Zu spät anfangen. Wer mit 25 statt mit 20 startet, verliert 5 Jahre Zinseszinseffekt — das entspricht bei 150 EUR/Monat und 7 % p.a. rund 40.000–50.000 EUR Unterschied im Endkapital. Zweithäufigster Fehler: Geld parken statt investieren (Sparbuch statt ETF).

Was läuft in den 40ern bei der Altersvorsorge häufig schief?

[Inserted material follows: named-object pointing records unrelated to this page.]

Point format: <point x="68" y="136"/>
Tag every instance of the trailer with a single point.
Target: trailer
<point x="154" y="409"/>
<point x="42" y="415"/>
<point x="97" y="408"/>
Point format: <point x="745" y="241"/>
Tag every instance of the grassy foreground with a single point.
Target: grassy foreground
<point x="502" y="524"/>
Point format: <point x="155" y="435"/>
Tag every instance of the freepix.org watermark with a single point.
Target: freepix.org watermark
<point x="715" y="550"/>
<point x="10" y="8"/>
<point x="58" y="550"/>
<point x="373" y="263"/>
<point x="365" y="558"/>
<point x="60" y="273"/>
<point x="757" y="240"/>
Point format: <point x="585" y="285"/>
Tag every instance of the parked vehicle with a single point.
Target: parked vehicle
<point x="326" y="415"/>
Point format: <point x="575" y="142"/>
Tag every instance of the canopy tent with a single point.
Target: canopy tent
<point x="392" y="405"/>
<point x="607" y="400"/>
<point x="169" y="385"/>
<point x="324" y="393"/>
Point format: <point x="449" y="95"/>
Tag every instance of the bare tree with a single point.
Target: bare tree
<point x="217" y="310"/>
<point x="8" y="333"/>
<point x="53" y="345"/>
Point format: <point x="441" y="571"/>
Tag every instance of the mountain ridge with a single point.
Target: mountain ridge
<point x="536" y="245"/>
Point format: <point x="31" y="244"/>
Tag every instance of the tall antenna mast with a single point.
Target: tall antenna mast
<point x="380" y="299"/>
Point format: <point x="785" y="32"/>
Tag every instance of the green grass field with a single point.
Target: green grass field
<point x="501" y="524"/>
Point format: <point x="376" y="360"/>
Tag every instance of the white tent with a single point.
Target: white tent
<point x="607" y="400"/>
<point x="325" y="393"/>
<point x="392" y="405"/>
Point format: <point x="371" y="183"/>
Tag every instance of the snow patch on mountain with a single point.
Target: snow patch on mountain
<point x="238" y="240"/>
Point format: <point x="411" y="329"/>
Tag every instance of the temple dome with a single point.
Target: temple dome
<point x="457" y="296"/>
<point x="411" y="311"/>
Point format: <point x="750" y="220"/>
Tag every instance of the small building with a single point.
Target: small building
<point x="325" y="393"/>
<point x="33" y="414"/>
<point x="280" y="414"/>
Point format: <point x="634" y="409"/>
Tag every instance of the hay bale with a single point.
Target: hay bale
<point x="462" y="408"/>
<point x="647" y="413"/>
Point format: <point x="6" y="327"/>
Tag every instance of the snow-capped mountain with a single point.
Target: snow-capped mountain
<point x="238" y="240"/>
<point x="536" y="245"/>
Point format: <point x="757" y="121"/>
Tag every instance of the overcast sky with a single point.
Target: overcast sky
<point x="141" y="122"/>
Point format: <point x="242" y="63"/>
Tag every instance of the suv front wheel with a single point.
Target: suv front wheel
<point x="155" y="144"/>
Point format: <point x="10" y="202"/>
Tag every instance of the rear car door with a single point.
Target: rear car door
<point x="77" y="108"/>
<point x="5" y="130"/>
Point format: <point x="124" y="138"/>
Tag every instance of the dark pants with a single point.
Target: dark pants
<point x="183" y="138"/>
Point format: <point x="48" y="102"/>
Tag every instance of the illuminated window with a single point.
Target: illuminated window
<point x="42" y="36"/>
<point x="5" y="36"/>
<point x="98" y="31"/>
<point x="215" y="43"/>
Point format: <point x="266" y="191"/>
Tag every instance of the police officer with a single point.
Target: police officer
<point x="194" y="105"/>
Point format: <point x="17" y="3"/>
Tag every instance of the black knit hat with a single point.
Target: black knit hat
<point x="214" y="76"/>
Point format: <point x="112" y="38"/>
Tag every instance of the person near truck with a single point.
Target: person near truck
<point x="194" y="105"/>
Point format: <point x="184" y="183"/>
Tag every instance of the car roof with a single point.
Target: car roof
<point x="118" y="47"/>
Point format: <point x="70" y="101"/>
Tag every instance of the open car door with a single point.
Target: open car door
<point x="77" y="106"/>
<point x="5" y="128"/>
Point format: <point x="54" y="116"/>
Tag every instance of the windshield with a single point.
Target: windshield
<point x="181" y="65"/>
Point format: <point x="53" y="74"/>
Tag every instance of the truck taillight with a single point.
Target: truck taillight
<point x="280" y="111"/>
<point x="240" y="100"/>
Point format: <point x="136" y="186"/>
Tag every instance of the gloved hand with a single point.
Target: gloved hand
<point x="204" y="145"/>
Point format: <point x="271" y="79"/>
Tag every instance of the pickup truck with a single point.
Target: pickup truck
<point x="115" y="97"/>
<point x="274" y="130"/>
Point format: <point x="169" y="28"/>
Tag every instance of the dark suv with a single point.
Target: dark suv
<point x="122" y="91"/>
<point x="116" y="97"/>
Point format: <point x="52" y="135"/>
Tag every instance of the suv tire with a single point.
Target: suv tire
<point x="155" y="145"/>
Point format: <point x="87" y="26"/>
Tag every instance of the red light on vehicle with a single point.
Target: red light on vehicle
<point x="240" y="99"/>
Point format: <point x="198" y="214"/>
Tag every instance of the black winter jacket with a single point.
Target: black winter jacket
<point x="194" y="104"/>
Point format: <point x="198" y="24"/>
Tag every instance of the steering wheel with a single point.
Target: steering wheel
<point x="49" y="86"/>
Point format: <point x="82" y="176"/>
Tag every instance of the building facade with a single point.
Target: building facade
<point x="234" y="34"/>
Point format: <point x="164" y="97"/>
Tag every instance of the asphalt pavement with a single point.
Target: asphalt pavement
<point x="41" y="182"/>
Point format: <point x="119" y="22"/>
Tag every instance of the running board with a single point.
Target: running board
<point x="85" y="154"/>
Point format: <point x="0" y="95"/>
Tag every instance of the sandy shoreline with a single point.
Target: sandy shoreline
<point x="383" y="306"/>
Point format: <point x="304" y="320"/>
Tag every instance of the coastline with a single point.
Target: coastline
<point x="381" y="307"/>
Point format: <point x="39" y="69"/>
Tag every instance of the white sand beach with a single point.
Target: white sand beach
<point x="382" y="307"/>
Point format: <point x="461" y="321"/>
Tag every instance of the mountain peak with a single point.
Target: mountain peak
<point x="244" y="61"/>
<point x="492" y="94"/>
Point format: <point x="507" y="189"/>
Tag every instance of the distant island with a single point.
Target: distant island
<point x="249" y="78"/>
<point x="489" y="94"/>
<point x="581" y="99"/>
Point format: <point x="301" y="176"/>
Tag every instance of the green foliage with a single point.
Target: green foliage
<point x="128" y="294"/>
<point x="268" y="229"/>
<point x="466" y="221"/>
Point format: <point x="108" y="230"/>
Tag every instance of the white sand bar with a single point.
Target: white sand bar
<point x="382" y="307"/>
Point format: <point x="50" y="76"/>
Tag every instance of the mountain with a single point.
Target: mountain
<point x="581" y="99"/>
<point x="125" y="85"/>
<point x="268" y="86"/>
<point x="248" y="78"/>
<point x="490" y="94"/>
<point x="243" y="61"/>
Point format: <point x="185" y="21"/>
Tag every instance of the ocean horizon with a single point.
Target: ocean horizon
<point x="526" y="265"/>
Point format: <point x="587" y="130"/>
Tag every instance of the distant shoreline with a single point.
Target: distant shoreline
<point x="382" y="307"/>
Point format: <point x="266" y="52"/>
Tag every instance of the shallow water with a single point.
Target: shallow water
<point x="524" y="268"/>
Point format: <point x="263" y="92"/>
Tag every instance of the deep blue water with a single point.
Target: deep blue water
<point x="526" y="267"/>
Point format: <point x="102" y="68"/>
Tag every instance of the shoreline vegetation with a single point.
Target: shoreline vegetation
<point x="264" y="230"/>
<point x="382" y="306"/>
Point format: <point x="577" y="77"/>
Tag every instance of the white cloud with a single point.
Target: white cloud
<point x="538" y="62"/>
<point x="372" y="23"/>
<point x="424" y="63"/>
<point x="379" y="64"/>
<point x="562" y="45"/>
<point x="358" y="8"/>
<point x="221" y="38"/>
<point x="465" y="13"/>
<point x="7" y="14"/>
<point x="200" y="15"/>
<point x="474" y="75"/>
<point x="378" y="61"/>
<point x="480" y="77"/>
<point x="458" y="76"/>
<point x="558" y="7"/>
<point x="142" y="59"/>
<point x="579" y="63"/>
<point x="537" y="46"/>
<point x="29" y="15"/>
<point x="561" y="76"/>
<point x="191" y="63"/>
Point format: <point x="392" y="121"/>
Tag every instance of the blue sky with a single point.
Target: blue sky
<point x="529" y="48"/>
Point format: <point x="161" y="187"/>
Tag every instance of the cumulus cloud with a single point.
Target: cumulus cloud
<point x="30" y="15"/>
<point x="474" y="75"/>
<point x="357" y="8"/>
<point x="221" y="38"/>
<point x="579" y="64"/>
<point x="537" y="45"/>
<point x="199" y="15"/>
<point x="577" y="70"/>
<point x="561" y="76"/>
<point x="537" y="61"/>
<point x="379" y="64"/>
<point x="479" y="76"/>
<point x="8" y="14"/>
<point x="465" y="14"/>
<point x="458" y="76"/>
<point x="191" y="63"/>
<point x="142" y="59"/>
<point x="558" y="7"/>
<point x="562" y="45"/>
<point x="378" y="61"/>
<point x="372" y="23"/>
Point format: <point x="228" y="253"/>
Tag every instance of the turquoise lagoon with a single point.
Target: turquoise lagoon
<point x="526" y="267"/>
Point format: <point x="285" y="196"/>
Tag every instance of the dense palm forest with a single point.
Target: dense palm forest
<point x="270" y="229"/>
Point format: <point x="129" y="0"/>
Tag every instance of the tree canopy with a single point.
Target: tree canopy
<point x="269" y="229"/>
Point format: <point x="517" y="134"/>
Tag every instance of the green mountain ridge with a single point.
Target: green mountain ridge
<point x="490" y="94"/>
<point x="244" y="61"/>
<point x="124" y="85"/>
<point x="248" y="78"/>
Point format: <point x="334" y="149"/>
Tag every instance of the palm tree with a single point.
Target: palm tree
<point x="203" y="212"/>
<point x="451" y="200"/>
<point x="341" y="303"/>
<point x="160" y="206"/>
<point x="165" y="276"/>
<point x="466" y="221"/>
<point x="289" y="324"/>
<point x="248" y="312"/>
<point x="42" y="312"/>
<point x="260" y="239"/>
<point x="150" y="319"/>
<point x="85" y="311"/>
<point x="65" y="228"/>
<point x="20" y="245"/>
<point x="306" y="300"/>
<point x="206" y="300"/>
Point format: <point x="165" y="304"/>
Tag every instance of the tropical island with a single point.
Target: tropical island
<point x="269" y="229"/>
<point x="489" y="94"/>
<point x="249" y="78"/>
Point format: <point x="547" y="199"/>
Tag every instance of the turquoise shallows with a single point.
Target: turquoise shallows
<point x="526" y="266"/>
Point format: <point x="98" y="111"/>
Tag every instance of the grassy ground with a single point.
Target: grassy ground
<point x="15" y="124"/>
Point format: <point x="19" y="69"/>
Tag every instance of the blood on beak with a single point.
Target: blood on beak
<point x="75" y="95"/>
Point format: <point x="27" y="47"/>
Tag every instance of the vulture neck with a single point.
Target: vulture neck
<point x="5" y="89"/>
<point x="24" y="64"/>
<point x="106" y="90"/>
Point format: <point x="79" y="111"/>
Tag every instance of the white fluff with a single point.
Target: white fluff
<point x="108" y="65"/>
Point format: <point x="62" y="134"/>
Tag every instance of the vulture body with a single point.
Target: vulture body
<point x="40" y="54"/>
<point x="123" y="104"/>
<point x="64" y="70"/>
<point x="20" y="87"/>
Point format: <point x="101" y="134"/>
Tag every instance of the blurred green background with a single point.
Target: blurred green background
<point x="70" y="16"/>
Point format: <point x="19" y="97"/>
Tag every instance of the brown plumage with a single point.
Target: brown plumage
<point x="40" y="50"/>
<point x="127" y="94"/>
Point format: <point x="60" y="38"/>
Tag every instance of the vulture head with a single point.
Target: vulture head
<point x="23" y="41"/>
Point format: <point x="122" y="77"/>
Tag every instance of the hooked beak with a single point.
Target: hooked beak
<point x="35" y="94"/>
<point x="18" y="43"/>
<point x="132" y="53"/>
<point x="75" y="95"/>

Typisch für die 40er: Kinder, Immobilie und Karrierepause haben das Sparen unterbrochen. Wer jetzt noch 20 Jahre hat, kann mit konsequentem Sparen (300–400 EUR/Monat) trotzdem ein substanzielles Kapital aufbauen. Fehler ist häufig übertriebene Risikoaversion und zu hohe Anleihenquote — bei 20 Jahren Laufzeit spricht mehr für Aktien-ETFs.

Lohnt sich das Altersvorsorgedepot noch ab 50?

Ja, auch ab 50 rentiert sich der Einstieg. Bei 15 Jahren bis Rente und 7 % Rendite verdoppelt sich das Kapital noch einmal. Zusätzlich: Die Grundzulage (540 EUR/Jahr) macht selbst kurze Laufzeiten attraktiv. Das Lifecycle-Modell schichtet automatisch in sicherere Anlagen um, je näher der Renteneintritt rückt.